As a kid, I was the one who never raised her hand for fear of being laughed at. As a teenager, I sought to stay alone. It was very lonely, and painful, too.

In college I discovered drinking. It did help. But the next day I always crashed and worried about what I might have said or done. Embarrassment was my enemy. I spent my life trying to avoid it – often with no luck.

Interestingly enough, the mommy “cliques” are not that different than the ones in high school. Many of us feel the need to “keep up” and live vicariously through our children. Luckily, I’ve escaped this trap.

I know that I am far from alone. I’ve met other moms who are introverted like me. The struggle is real.

Some days, I anticipate immense stress. Those are days that I know will require a great deal of socialization. The massive worrying can start days in advance. It’s not uncommon to lose sleep as well.
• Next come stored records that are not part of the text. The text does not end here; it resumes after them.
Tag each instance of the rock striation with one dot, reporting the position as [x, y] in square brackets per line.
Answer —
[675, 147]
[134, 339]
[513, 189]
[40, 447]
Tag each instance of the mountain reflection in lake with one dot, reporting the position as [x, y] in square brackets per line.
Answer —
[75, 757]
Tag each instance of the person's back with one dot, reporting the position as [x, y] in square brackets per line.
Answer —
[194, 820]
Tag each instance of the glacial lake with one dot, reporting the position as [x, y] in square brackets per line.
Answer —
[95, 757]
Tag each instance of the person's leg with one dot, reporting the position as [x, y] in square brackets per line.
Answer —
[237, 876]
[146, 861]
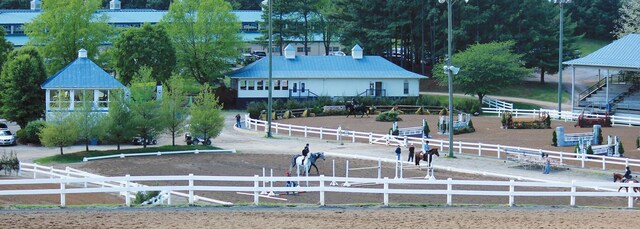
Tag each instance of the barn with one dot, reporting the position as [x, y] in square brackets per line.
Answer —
[302, 77]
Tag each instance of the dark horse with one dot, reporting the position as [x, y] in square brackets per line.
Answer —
[618, 176]
[310, 161]
[429, 158]
[357, 109]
In those instances, I remember who I’m doing this for. My kids are my world, and I would never want them to feel that they missed out because mommy felt uncomfortable. That is, perhaps, my strongest motivator.

This year, I expect a full calendar and a nervous stomach. I am praying for a smooth season. I don’t expect the anxiety to ever go away. More than likely, it never will. But I’m not giving up.

On a recent trip to my son’s school, I became sentimental. It was a beautiful autumn day and the air was crisp. I thought about all the precious moments that had been altered due to my social phobia – from avoiding the local coffee place after pick-up to the bad headaches that always seemed to pop up during parent/teacher conferences.

I am learning to be gentler with myself.

My life is too short and I deserve happiness. I will take each day as it comes. “Just do it” has become an appropriate mantra.

With age, I’ve learned to relax a bit. With the stress of managing a family and household, I have concerns outside of myself. In many ways, that has been the perfect preoccupation.

One thing I’ve noticed is how strong I feel after conquering the fear. I feel relieved. I feel grateful that I survived. I now understand that being an introvert is not a character flaw. I am learning to embrace my introverted side. It has made me who I am. And that is more than okay.